LEITURA NA SEMANA SANTA
Por Washington Ramos Em: 20/04/2025, às 19H33
[WASHINGTON RAMOS]
Muitos viajam na Semana Santa anualmente. Neste 2025, este feriadão foi aumentado porque o 21 de abril caiu na segunda-feira imediatamente posterior ao Domingo da Ressurreição. São cinco dias de folga.
Eu também aproveitei esses cinco dias, não para viajar e muito menos para ir farrear, mas para ler o romance Malhadinha, de José Expedito Rego, escritor piauiense nascido em Oeiras e falecido em Floriano.

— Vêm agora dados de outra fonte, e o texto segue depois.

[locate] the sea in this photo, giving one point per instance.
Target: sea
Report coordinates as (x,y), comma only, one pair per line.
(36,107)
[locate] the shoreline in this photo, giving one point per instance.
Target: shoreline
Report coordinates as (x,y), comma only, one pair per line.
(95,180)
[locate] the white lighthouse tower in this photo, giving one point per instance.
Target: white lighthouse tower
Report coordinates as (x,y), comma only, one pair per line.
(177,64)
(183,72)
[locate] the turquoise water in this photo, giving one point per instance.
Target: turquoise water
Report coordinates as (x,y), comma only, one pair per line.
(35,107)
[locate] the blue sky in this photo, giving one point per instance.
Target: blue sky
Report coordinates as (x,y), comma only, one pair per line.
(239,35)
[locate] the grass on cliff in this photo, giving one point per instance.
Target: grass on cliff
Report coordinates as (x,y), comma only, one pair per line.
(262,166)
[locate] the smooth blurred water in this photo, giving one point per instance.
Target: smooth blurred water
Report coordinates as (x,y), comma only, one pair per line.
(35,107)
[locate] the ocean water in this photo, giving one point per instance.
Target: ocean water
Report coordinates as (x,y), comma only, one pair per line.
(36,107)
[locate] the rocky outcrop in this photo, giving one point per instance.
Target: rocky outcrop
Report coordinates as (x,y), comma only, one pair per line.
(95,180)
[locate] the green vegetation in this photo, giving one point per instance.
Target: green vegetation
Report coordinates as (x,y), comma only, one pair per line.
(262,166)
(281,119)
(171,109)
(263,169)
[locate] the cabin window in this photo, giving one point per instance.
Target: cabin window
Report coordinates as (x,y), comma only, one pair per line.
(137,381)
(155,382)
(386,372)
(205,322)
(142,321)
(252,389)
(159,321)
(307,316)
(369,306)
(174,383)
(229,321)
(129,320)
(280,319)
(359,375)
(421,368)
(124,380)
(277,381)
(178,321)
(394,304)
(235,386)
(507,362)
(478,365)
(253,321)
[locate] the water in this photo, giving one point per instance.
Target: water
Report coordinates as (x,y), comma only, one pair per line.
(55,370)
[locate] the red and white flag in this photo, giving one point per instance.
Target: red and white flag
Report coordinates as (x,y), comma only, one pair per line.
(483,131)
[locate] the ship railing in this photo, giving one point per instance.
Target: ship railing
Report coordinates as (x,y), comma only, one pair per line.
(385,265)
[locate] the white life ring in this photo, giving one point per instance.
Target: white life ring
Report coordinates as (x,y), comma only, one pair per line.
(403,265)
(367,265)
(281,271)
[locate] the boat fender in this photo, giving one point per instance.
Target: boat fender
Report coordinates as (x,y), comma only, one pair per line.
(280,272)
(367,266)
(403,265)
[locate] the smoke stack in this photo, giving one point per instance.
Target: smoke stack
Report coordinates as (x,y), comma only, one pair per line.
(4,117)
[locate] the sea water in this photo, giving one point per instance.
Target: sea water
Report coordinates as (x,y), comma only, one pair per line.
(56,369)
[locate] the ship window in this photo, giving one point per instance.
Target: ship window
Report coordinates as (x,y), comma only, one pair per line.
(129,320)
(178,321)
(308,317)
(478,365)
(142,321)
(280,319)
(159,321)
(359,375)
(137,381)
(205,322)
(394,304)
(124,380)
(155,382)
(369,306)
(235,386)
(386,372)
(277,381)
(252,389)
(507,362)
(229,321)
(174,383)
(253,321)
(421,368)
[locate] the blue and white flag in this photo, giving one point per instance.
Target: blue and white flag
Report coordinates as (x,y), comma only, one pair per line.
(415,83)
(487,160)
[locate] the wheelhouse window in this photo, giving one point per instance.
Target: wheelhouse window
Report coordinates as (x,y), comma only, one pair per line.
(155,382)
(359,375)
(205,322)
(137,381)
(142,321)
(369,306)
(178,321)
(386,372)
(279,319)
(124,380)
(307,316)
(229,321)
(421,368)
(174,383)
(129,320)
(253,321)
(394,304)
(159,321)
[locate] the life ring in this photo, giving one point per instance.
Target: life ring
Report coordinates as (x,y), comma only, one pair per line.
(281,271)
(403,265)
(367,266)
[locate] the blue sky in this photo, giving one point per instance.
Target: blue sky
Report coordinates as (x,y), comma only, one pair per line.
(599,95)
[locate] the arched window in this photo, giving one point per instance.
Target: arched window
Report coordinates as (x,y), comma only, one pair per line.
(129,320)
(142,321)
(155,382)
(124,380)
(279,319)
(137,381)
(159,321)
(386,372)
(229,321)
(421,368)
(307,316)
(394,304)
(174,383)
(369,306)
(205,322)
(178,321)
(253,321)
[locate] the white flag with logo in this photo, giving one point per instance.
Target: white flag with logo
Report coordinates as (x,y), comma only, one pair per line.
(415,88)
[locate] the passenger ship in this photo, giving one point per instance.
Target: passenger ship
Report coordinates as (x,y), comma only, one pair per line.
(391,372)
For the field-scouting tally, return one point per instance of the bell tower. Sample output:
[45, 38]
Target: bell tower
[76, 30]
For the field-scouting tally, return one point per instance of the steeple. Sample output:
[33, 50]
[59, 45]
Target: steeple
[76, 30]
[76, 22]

Gostei muito da leitura dessa narrativa, inclusive a partir do título que é o nome de uma fazenda onde se passa grande parte da ação romanesca. Mas não é descartável que, além de seu significado literal (lugar onde se bate a palha para separá-la do alimento, ou lugar onde o gado fica), malhadinha pode ser também sinônimo de trama, enredo. Podemos apreciar, portanto, os três significados subjacentes no título desse romance, o que é admirável. Além disso, é uma imagem bacana o fato de uma personagem malhar o arroz num pilão e, ao mesmo tempo, ficar refletindo sobre as desigualdades sociais, querendo saber por que há ricos e pobres, por que há algumas pessoas com muita terra, outras sem terra nenhuma. O arroz que se separa da casca é branco, e ela, a personagem, é preta. Consiste isso numa das mais criativas imagens que já li sobre desigualdades sociais. É uma alegoria e tanto.
Outro aspecto interessante no texto é a caracterização das personagens. Temos o médico humanista, que atende os pobres sem nada lhes cobrar e ainda lhes dá remédios que ele mesmo manipula; que retira uma mendiga de um incêndio e a leva para casa e tenta salvá-la. Temos a linda Raquel que vai tomar banho no riacho da Mocha com amigas, todas literalmente nuas, assemelhando-se a ninfas. Essa mesma Raquel que não consegue livrar-se do sentimento de culpa por estar sendo a amante do médico humanista, que é casado, mas não vive mais maritalmente com a esposa, pois esta enlouqueceu. Temos a matrona altamente religiosa e conservadora que não admite nenhum comportamento fora dos padrões católicos. Temos o rapaz bonito e inteligente que decidiu se tornar padre depois que sua belíssima e muito amada noiva faleceu. Torna-se um sacerdote e evita a muito tentadora presença de uma jovem linda que tenta conquistá-lo, para seguir fielmente seu juramento ao celibato. Há ainda várias outras personagens bem construídas também, mas que não serão citadas aqui.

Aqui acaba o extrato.